The cytoplasm of eukaryotic cells contains a cytoskeletal system of intermediate filaments, which include the keratin family of proteins. The various keratins are encoded by 54 distinct functional genes [1, 2]. Intermediate filaments are expressed in a highly specific cell type manner. In this regard, keratins are characteristic of epithelial cells. Traditionally, these proteins are divided into type I (acidic) and type II (basic to neutral) keratins. Keratins can constitute their filamentous stage by heteropolymeric pair formation of type I and type II (1 : 1) molecules. Beyond the biological importance of keratins in cell functions, keratin expression patterns do not only characterize cells as epithelial, they are also characteristic of different epithelial cell types [3]. In addition, epithelial tumours (carcinomas) usually retain the keratin expression profile of their normal epithelial origin. Thus, the determination of keratin expression by various carcinomas has been extensively used as a tool of tumour typing.
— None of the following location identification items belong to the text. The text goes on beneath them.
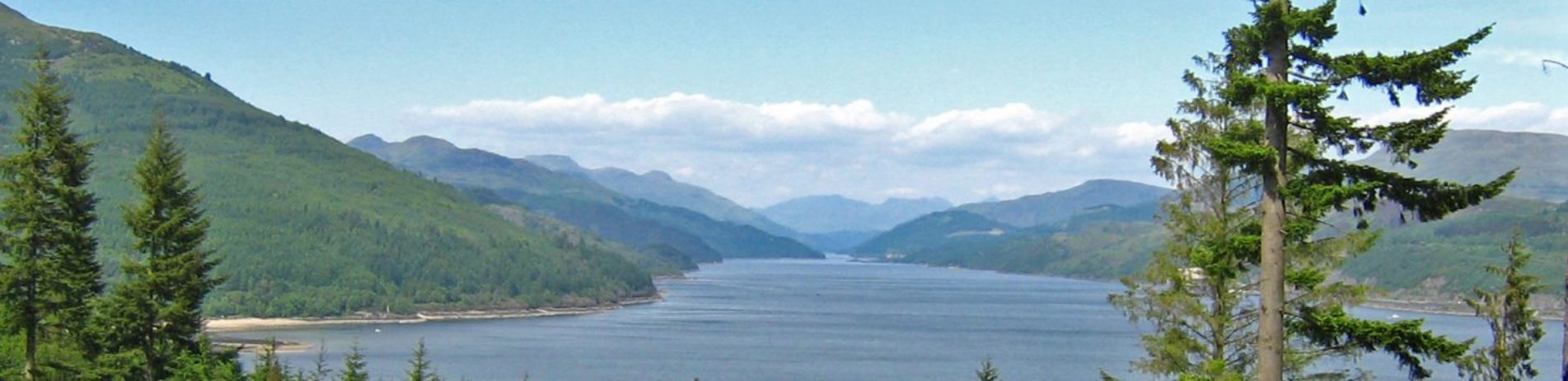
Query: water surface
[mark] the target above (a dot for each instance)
(809, 320)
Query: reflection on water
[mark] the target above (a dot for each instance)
(811, 320)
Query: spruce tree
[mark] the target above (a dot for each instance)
(1515, 327)
(52, 272)
(156, 313)
(170, 230)
(419, 367)
(1278, 65)
(355, 365)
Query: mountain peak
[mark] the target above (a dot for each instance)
(425, 142)
(661, 176)
(367, 142)
(560, 164)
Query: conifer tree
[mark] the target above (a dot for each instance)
(157, 311)
(52, 272)
(419, 367)
(1278, 63)
(1515, 328)
(355, 365)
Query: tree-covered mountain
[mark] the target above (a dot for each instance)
(838, 214)
(661, 188)
(1446, 256)
(1057, 206)
(1101, 242)
(303, 225)
(582, 202)
(1471, 156)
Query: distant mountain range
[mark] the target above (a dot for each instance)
(581, 201)
(1057, 206)
(1481, 156)
(661, 188)
(1107, 230)
(1101, 230)
(838, 214)
(303, 225)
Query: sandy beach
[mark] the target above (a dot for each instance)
(248, 323)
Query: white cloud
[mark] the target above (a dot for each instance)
(765, 152)
(1521, 57)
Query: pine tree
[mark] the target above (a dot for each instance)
(1276, 62)
(52, 272)
(355, 365)
(419, 367)
(988, 372)
(157, 311)
(1515, 328)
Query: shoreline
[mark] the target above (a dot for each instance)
(250, 323)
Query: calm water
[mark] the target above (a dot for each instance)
(809, 320)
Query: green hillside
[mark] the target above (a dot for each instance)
(1057, 206)
(661, 188)
(305, 225)
(1448, 256)
(579, 201)
(1481, 156)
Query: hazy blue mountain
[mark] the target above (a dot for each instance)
(1481, 156)
(1059, 206)
(583, 202)
(836, 214)
(661, 188)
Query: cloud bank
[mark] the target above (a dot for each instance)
(760, 154)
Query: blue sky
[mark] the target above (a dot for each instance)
(781, 99)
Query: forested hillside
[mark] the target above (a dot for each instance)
(305, 225)
(579, 201)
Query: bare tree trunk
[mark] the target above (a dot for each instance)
(1271, 320)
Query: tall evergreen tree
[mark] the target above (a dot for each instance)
(157, 311)
(355, 365)
(1515, 328)
(52, 272)
(1276, 62)
(1194, 294)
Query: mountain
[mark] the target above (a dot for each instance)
(1481, 156)
(932, 231)
(1057, 206)
(303, 225)
(1446, 256)
(661, 188)
(838, 214)
(1102, 242)
(581, 201)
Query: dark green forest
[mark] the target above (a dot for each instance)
(305, 225)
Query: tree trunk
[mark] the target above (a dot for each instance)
(1271, 320)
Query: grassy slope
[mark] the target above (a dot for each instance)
(307, 226)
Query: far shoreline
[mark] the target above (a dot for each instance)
(251, 323)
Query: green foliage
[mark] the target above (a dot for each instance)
(988, 372)
(419, 369)
(305, 225)
(355, 365)
(1276, 65)
(50, 273)
(1515, 327)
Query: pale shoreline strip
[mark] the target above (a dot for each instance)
(246, 323)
Cytokeratin 7 (CK7) is a type II cytoskeletal keratin that in humans is encoded by the KRT7 gene [4], located on chromosome 12q13.13 [5]. Cytokeratin 20 (CK20) is a type I cytoskeletal protein that in humans is encoded by the KRT20 gene [6], located on chromosome 17q21.2 [5]. Studies on various carcinomas suggest that the combined use of CK7 and CK20 may provide helpful information for the discrimination of the origin of metastatic tumours of unknown primary location [7-10]. Therefore, the CK7/CK20 expression pattern in primary gallbladder carcinoma (GBC) may facilitate the evaluation of metastatic deposits in the region of the hepatic hilum and the abdomen and prevent potential pitfalls. On the other hand, comparison of the expression pattern of CK7 and CK20 in cases of chronic cholecystitis with lithiasis and in GBC may highlight possible alterations linking inflammatory and metaplastic changes and carcinoma. The CK7/CK20 expression investigation of a small number of primary gallbladder carcinomas has been included in a few published studies, usually in conjunction with intrahepatic and extrahepatic biliary tree tumours [11-14]. These studies provided discrepant results. In addition, only one study was performed on more than 11 cases of GBC and a substantial number of cases of adenoma, dysplasia and normal mucosa [11].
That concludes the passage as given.